Dirty Projectors & Bjork - Mount Wittenburg Orca (Domino)

Finally a physical release for last year's charitable download.

Released Nov 7th, 2011 via Domino / By Melanie McGovern
Dirty Projectors & Bjork - Mount Wittenburg Orca (Domino) As the latter part of its name suggests, borrowing as it does from 2009's Bitte Orca, Mount Wittenberg Orca not only takes the former 'please whale' into new realms; this time focusing solely on the whale watching of vocalist Amber Coffman near Mount Wittenberg, California, with multi-instrumentalist David Longstreth turning the experience into song and music, but this time Dirty Projectors take new strides in the exploration of this obsession with vocal harmony and melody; which was at the forefront of the band's last release.

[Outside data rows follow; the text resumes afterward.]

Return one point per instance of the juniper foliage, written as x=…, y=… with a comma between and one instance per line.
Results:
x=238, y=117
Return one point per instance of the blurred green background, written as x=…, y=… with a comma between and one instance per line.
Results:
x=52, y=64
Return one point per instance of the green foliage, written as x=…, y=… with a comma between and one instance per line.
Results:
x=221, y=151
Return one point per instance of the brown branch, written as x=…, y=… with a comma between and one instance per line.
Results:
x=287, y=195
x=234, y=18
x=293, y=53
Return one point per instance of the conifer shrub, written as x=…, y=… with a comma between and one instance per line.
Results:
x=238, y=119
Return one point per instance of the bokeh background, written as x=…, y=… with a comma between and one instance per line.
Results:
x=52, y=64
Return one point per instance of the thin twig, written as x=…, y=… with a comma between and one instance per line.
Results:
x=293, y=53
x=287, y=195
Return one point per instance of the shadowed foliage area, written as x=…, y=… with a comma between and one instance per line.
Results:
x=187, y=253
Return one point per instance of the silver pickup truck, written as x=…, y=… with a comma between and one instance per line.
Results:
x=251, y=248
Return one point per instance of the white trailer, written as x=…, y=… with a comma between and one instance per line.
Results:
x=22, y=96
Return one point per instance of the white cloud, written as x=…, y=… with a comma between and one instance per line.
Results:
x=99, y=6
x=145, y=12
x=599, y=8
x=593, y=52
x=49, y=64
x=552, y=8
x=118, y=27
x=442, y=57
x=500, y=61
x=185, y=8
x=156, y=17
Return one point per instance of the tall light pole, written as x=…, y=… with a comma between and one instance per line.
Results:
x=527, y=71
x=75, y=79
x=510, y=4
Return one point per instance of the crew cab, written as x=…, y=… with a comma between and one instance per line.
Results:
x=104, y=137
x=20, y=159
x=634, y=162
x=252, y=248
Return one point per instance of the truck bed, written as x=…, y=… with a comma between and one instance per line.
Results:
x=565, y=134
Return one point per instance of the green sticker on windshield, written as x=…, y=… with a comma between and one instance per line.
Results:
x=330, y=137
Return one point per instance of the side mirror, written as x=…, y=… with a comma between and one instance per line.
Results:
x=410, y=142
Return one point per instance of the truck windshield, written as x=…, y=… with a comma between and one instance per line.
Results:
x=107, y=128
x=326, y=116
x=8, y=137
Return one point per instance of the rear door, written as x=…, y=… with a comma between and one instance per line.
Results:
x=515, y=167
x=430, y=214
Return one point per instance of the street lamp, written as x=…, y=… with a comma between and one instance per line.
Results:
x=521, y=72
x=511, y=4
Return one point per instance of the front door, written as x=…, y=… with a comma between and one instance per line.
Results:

Having collaborated with the likes of David Byrne on the Dark Was the Night compilation, Björk's input here is just about as avant garde a collaboration as one could muster as she joins the Brooklyn artists' unique vision, moulding it with her very own vocal prowess and equally unsettling and bewitching delivery. Narrating her watery world as whale mother in 'On and Ever Onward' aside from sounding a peculiar premise her vocals add a delightful, childlike playfulness to proceedings.

Sharing lead vocal duties with Longstreth, whose troubadourish lows juxtapose with the sharp stabs and childlike wonder of Björk's shrill, piercing highs, he acts as human observer to the frolicking whales; with the calves taking the form of the a'cappella harmonies of regulars Coffman, Angel Deradoorian and Haley Dekle. As often with Dirty Projector's releases it is the sound and feel of the vocals rather than what is said that shape these moments, and as with much of this recording (its seven tracks feeling more like a record than an EP) it is comprised of vocal utterances and soaring harmonisation.

The usual complex melee of instrumentation is too replaced by simplistic and stripped back accompaniments which allow the vocals to really take precedence, offering a calming tone here and literal description there. Longstreth's typical guitar style is unusually restrained when it makes a small appearance in 'When the World Comes to an End', while 'Sharing Orb' benefits from the deep reverberations of a bowed and plucked upright bass courtesy of Nat Baldwin, with 'No Embrace' building from the bare to moments of cacophonous joy and gentle vocal intimations.

Quite surprisingly this recording works all the better with a knowledge of its theme, while its vocal intricacies, for the most part recorded live, appear to grow in beauty listen upon listen.